MarketWatch: You plan to launch a robo-adviser-type investing platform later this year. What will make it different from Betterment or other platforms?

Buchanan: While learning to navigate the stock market, I experienced many obstacles and knowledge barriers when buying and selling individual stocks. This technology provides a way to remove these barriers, and through a robo-platform that aims to preserve capital first and also create a safer experience in the journey to individual stock ownership for the [Black] culture.

Bob is different from all the other robo-platforms because we don’t have predefined models of only ETFs. Our main goal for each of our users is individual stock ownership. We build our users a portfolio of majority individual stocks organically. Each user’s portfolio is custom-built from scratch. Knowledge or mechanical barriers for our users are removed. The only requirement is for users to have money to invest.

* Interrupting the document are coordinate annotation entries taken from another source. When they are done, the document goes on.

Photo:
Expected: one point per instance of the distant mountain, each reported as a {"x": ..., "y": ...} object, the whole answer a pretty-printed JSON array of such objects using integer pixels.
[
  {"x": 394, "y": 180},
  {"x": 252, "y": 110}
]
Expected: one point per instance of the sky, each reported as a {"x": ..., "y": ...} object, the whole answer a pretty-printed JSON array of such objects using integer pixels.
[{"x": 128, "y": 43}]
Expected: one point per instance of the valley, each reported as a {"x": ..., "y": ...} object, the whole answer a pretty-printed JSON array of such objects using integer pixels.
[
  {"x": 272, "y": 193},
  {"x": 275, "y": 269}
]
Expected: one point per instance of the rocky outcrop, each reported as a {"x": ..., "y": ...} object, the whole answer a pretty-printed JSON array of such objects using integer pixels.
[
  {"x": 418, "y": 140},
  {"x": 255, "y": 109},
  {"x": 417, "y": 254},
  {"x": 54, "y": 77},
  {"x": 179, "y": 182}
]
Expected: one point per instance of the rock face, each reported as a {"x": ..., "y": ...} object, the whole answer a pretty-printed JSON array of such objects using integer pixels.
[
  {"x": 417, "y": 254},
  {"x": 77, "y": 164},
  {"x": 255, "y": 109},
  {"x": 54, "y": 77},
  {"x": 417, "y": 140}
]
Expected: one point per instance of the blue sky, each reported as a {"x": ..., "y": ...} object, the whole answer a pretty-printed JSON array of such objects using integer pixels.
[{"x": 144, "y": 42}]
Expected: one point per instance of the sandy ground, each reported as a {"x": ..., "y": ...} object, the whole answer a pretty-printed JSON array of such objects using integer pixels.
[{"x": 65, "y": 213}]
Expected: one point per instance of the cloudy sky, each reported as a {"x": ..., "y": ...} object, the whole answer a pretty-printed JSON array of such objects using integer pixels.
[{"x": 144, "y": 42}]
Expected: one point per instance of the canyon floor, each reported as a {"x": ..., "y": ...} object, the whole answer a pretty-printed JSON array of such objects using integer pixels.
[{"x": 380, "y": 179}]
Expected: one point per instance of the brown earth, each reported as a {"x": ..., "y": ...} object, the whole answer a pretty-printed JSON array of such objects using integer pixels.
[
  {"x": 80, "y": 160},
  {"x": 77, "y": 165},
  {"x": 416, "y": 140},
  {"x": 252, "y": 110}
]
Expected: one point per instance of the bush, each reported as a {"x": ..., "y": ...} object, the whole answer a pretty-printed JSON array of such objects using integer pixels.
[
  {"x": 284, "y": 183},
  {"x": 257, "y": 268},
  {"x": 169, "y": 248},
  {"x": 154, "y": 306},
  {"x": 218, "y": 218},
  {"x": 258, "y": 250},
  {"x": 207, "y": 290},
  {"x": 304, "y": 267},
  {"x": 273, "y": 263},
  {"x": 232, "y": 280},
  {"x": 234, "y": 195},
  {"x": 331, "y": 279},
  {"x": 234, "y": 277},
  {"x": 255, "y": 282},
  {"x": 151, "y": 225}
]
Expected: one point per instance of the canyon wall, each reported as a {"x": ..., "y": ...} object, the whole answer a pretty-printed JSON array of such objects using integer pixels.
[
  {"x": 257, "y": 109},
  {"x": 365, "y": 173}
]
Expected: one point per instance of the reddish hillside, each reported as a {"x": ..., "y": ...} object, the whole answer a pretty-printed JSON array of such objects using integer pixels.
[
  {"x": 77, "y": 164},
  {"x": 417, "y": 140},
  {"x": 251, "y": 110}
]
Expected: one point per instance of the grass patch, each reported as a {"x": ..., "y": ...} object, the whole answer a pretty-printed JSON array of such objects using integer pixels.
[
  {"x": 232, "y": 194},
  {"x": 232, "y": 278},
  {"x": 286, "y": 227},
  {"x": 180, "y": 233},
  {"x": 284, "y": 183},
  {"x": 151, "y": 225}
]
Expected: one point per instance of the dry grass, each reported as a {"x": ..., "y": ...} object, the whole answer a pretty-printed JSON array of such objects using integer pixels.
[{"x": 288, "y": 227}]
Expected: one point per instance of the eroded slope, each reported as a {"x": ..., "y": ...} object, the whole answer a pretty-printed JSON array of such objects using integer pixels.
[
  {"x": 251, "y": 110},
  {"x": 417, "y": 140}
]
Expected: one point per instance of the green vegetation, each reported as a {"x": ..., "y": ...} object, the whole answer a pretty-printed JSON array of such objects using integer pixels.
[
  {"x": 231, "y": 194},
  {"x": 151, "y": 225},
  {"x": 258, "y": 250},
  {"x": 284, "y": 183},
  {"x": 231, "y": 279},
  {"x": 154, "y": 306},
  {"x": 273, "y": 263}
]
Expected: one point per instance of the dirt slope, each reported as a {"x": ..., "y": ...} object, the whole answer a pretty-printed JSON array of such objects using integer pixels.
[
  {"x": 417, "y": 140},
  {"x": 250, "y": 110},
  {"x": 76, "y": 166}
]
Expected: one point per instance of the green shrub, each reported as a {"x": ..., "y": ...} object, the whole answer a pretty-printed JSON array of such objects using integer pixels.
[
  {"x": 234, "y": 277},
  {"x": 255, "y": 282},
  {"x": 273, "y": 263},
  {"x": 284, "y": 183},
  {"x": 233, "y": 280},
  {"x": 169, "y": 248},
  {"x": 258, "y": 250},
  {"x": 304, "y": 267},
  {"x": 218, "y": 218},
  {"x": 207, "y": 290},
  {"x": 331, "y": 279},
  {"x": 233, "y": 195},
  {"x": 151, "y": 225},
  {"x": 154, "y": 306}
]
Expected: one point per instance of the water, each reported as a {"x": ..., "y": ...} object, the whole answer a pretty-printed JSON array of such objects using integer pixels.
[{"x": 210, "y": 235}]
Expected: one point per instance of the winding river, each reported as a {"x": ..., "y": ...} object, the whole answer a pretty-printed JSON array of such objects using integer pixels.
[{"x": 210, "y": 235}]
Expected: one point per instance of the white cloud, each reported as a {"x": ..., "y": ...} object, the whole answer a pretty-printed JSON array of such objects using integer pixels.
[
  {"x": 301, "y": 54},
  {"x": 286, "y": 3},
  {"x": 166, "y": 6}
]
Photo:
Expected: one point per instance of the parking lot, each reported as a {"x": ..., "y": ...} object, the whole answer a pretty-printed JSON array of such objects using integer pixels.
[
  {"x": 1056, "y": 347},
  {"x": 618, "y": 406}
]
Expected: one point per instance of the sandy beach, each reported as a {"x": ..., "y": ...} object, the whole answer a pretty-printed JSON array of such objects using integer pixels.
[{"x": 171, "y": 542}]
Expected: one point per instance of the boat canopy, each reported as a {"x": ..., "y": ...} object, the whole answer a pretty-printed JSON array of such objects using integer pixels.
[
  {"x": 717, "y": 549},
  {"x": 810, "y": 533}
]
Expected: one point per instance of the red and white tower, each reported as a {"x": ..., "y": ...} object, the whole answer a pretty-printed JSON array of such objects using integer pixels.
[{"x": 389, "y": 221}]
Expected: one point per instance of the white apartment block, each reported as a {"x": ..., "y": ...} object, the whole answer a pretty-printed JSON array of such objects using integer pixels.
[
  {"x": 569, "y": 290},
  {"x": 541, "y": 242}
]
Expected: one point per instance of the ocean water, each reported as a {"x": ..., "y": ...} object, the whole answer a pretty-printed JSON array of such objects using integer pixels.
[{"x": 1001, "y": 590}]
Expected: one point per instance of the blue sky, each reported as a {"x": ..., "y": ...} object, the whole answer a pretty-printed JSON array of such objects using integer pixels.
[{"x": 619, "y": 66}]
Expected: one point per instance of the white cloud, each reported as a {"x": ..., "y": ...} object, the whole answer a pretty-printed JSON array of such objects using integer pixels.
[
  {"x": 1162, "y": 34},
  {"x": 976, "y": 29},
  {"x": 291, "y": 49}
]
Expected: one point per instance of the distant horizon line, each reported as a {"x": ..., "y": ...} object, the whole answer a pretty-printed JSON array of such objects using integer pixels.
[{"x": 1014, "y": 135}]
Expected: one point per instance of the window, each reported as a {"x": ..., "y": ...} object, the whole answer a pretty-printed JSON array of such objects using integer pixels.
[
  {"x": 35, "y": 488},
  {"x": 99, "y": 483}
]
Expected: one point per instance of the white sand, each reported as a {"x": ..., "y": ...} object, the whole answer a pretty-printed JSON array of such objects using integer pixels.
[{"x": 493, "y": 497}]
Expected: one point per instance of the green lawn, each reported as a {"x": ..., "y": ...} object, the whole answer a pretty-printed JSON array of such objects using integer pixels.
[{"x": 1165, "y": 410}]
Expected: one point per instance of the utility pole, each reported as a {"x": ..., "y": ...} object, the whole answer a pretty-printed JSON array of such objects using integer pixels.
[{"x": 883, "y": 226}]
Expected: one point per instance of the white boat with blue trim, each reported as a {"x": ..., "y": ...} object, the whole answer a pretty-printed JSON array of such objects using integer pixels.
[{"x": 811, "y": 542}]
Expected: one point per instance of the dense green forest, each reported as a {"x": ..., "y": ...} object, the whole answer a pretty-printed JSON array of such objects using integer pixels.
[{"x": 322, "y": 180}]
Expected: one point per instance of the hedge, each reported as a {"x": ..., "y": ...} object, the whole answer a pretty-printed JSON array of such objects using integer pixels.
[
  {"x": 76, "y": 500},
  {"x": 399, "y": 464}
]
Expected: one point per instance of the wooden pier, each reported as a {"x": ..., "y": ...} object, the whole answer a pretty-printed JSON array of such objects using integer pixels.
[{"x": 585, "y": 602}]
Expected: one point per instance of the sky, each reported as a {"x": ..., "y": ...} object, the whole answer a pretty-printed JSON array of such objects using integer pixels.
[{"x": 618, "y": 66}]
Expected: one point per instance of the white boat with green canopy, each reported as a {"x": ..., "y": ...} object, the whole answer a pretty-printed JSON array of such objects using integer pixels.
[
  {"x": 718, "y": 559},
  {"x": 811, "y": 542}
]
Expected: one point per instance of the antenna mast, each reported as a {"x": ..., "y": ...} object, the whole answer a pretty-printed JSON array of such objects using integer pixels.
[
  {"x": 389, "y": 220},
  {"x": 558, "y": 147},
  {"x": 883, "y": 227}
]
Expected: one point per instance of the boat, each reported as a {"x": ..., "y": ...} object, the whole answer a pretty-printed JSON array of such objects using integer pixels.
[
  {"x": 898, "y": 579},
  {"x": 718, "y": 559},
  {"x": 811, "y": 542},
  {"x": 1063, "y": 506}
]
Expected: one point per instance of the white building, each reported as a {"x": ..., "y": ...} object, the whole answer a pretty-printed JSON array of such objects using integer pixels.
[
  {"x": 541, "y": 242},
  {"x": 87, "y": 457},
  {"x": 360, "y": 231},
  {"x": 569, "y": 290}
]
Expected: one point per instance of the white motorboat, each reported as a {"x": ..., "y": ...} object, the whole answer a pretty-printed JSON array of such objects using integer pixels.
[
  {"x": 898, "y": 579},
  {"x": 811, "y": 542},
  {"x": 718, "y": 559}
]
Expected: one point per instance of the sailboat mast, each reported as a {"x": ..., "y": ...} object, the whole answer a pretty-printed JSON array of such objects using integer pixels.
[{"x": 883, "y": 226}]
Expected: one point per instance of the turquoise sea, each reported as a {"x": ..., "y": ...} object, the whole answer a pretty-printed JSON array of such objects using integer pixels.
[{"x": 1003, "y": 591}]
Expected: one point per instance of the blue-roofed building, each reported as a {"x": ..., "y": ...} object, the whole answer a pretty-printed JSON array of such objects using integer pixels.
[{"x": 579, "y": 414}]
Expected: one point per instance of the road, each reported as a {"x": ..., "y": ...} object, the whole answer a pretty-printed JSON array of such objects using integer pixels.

MarketWatch: What are the debates in the Black community around wealth building?

Buchanan: The debates most consistently surround financial literacy, and what do you do with money when it comes in. I believe wealth is created by ownership and is generational.

For us to build as a community, money has to start circulating so that our wealth can grow alongside non-Black communities. The car that I drive is not manufactured by a Black company. The water in my home is not from a Black-owned company. I should be able to see ownership of my culture in my household. I should have that option to spend my money and have that circulated to my community. But our options are limited.

For our culture to get more resources, we have to start looking at it from a macro layer. One place to start is the stock market; this is the place where wealth is preserved. Wealth is generated on a daily basis. Our presence there has to increase not as much from the consumer side, but from the ownership side.